Lightkeeper Daykin sighted no vessels in any distress. Clo-oose reported a Schooner off there Fri, sailing inward. A Schooner was becalmed off there, but afterward she got a breeze and sailed away. [Colonist, 1908-11-22]
Tees, which reached port yesterday from Cape Scott and way ports of the West Coast had a stormy passage, and during the Christmas Day gale had to steam out of Deserted Bay, where she had anchored owing to the storm. She dragged at her anchors with sheets of water lifted over her, and the wind blowing down the bay as down a funnel seemed as if it would lift the Steamer from the water. Shelter was obtained in Plumper Bay. When leaving Nootka Sound the Steamer again sheltered at Friendly Cove, but the wind blew so strong that the 2 anchors were lifted and the Steamer put out to sea, rolling and laboring.
There was a fair complement of passengers and slim freight, the only cargo on board being some slabs of marble from the quarries on Nootka Sound to Alex Stewart, of Victoria, British Columbia.

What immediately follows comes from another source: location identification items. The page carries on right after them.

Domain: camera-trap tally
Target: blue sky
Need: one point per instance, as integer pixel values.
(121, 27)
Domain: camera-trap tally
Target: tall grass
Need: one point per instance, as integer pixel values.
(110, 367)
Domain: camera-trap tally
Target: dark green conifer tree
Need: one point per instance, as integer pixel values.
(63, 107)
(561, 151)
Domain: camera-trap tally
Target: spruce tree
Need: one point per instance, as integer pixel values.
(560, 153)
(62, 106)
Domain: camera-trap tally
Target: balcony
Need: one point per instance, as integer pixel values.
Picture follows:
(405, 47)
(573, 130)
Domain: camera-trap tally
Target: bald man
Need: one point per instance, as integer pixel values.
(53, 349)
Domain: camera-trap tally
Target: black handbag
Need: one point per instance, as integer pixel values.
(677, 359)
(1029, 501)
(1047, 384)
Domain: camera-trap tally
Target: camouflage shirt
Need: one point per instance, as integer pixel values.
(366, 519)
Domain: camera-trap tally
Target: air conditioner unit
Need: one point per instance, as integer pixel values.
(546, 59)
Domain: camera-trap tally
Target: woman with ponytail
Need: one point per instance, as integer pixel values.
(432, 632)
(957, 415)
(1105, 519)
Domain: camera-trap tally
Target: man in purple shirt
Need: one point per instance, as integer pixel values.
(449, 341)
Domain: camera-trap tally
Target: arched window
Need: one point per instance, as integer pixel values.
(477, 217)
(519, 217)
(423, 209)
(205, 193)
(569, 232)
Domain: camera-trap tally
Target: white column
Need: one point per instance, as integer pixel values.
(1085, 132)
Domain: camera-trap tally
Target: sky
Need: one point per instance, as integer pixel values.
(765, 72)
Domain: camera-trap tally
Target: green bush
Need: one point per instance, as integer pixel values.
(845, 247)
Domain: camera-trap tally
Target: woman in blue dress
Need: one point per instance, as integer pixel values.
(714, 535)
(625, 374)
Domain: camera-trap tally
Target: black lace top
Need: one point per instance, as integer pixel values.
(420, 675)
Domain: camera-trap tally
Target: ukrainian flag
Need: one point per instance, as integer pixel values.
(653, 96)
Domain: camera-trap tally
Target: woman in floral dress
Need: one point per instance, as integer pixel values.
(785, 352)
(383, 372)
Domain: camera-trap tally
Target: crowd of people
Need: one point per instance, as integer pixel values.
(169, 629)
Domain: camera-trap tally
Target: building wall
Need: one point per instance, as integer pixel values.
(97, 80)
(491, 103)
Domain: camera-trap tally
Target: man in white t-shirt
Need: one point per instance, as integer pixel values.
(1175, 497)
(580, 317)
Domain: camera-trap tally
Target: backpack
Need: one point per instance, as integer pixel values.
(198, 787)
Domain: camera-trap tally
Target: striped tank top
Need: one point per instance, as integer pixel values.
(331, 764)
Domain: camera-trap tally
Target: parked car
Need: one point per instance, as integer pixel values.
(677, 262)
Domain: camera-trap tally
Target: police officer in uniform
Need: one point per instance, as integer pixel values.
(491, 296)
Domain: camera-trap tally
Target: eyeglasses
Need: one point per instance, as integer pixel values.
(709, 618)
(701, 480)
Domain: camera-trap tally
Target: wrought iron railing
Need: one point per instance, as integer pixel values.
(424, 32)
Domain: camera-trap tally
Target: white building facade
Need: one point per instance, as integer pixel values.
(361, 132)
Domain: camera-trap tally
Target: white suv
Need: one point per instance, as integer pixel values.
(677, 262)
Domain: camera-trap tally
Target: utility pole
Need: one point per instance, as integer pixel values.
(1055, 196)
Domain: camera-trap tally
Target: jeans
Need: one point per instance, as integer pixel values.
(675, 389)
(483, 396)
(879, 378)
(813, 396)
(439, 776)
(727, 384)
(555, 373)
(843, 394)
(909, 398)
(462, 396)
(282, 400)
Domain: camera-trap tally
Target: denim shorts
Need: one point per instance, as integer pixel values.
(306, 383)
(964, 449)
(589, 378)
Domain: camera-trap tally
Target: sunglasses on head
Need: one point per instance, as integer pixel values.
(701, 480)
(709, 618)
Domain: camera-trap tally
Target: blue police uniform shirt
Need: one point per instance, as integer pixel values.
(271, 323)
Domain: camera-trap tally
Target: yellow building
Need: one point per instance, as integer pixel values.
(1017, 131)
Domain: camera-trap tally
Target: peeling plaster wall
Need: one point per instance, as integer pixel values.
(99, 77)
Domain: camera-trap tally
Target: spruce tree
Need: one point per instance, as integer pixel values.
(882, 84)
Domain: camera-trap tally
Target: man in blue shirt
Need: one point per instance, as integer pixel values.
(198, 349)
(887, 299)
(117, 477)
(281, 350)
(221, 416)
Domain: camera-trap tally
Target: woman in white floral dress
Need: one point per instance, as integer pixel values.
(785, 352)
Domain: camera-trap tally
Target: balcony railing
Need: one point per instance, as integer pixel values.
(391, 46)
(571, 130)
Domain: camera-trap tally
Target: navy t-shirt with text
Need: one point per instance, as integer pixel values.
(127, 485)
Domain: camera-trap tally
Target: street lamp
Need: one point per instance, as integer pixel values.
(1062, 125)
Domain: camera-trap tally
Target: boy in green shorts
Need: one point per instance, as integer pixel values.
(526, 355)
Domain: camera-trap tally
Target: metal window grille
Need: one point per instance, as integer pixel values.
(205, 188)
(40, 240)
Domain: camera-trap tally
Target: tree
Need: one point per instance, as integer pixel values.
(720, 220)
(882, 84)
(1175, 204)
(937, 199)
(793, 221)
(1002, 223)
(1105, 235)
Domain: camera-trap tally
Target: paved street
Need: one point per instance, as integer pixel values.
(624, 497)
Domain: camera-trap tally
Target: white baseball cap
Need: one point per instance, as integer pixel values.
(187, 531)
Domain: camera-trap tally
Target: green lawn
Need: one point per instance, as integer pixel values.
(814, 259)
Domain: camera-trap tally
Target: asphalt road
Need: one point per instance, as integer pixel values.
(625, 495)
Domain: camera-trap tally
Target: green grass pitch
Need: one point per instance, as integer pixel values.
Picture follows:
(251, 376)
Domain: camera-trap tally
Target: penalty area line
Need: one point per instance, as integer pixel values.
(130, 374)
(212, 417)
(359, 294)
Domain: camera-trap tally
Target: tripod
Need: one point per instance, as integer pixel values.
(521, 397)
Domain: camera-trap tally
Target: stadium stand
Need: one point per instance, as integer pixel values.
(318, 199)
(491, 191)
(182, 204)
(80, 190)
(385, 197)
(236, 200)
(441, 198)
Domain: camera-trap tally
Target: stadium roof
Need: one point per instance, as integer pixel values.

The passengers included C F Betterton, the well known mill man; H Bruce and wife, from San Juan; W Garrard, a timber man, and wife, from Alberni; Christopher Anderson, J Hartwell, A S Gwyne, Dr West, F Gowen, J Drinkwater, of Alberni; H Garrard, from Lennard I lighthouse, bound to England, Ed Evanson, Quatsino, Ed Henderson, Alberni and several others.
Captain Gillam, chief officer of the Steamer, was in command, Captain Townsend having remained ashore for the Christmas holiday. Tees will sail again tonight for Clayoquot and way ports. [Colonist, 1909-01-01]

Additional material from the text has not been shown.